Nx Console VS Code Extension — Poisoned Extension Breaches 3,800 GitHub Internal Repos
AI relevance: AI coding agents (Claude Code, Cursor, Copilot) run inside the same VS Code extension environment that TeamPCP poisoned, meaning the same credential-harvesting payload could silently exfiltrate tokens from any developer or agent that auto-installs compromised extensions.
- TeamPCP, the threat group behind the Mini Shai-Hulud npm supply chain campaign, published a malicious version of Nx Console (v18.95.0) to both the Visual Studio Marketplace and Open VSX on May 18.
- The attacker posed as a legitimate Nx maintainer and uploaded the poisoned package without any manual approval from Nx administrators.
- The compromised extension fetched an obfuscated payload that harvested credentials from: Vault tokens, Kubernetes and AWS IAM auth, .npmrc/OIDC tokens, AWS IMDS/ECS metadata, GitHub tokens (ghp_/gho_/ghs_), 1Password op CLI vaults, private keys, and Docker credentials.
- The malicious extension was available for roughly 18 minutes before being unpublished and removed by Microsoft.
- GitHub confirmed that the breach resulted in exfiltration of ~3,800 internal repositories — directionally consistent with TeamPCP's public claims.
- The attack chain traces back to the TanStack npm supply chain compromise, which gave the attacker GitHub credentials of a legitimate Nx developer (CVE-2026-48027).
- Nx CEO Jeff Cross acknowledged the role their software played and announced publishing-pipeline hardening requiring two-admin approval going forward.
Why it matters
AI coding agents and developer tooling share the same VS Code extension trust surface.
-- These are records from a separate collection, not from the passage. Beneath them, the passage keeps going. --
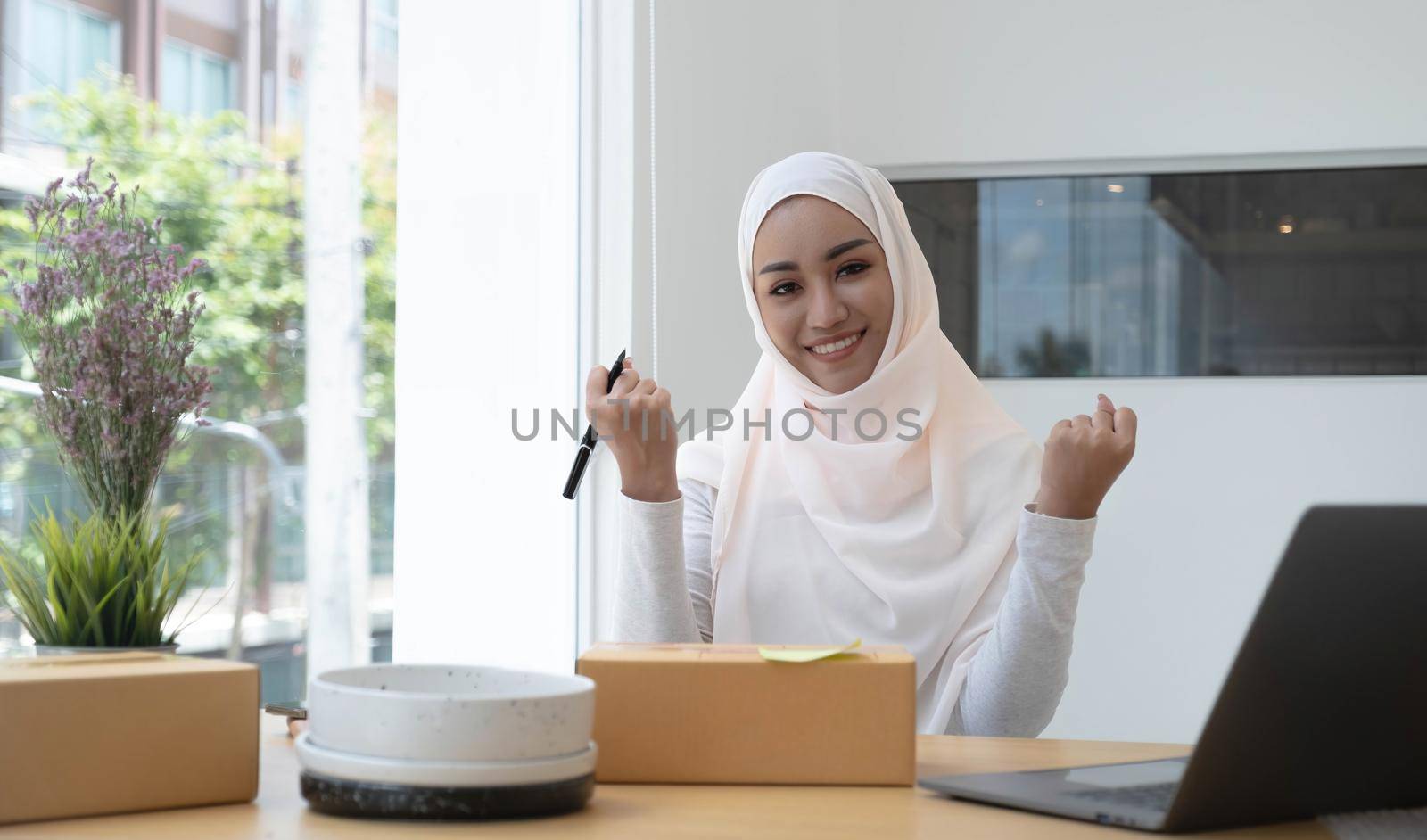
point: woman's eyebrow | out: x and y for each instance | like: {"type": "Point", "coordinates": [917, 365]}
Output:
{"type": "Point", "coordinates": [838, 251]}
{"type": "Point", "coordinates": [832, 254]}
{"type": "Point", "coordinates": [784, 266]}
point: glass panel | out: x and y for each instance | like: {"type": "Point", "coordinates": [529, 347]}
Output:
{"type": "Point", "coordinates": [385, 40]}
{"type": "Point", "coordinates": [1279, 273]}
{"type": "Point", "coordinates": [47, 26]}
{"type": "Point", "coordinates": [213, 86]}
{"type": "Point", "coordinates": [176, 81]}
{"type": "Point", "coordinates": [96, 45]}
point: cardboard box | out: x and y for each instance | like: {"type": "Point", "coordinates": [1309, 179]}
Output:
{"type": "Point", "coordinates": [722, 713]}
{"type": "Point", "coordinates": [125, 732]}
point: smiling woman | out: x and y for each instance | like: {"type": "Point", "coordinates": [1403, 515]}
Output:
{"type": "Point", "coordinates": [824, 292]}
{"type": "Point", "coordinates": [927, 542]}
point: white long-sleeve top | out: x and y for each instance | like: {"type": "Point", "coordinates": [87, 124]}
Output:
{"type": "Point", "coordinates": [1017, 678]}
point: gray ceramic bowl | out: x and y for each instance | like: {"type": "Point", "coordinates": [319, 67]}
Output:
{"type": "Point", "coordinates": [450, 712]}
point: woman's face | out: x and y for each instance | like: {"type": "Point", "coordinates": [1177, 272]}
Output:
{"type": "Point", "coordinates": [821, 280]}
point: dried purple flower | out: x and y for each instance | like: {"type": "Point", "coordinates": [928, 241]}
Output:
{"type": "Point", "coordinates": [109, 327]}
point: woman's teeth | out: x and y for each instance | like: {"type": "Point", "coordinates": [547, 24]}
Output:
{"type": "Point", "coordinates": [837, 345]}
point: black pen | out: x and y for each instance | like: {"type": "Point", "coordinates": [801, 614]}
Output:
{"type": "Point", "coordinates": [587, 444]}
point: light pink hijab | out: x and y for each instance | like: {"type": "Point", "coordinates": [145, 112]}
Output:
{"type": "Point", "coordinates": [892, 540]}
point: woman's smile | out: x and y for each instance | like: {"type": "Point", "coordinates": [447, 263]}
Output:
{"type": "Point", "coordinates": [838, 347]}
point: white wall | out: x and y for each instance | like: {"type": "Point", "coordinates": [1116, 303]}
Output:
{"type": "Point", "coordinates": [1191, 533]}
{"type": "Point", "coordinates": [487, 266]}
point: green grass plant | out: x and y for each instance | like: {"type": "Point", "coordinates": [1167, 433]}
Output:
{"type": "Point", "coordinates": [97, 582]}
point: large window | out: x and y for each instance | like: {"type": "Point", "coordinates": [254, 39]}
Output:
{"type": "Point", "coordinates": [50, 45]}
{"type": "Point", "coordinates": [196, 81]}
{"type": "Point", "coordinates": [239, 199]}
{"type": "Point", "coordinates": [384, 28]}
{"type": "Point", "coordinates": [1205, 274]}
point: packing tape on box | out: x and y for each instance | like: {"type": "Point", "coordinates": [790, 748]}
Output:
{"type": "Point", "coordinates": [805, 655]}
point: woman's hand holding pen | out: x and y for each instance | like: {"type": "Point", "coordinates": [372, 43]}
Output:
{"type": "Point", "coordinates": [1084, 458]}
{"type": "Point", "coordinates": [635, 420]}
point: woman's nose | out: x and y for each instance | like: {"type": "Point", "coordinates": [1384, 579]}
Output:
{"type": "Point", "coordinates": [827, 309]}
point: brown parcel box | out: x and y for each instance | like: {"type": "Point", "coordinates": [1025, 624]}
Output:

A poisoned extension doesn't just affect humans — any agent with workspace access that loads compromised tooling inherits the same credential-harvesting risk. The Mini Shai-Hulud campaign already demonstrated cascading supply chain compromise across Trivy, KICS, LiteLLM, TanStack, Red Hat Cloud Services, and 500+ npm packages. VS Code extensions are the next logical frontier.
What to do
- Audit all installed VS Code extensions for unexpected version changes or publisher impersonation.
- Review workflow run logs for Nx Console and other extensions for signs of compromise.
- Rotate any tokens or credentials that may have been accessible from developer workstations during the exposure window.
- Enforce publisher-approval gates for extension updates in team environments.
- Consider pinning extension versions in your team's dotfiles or workspace configuration.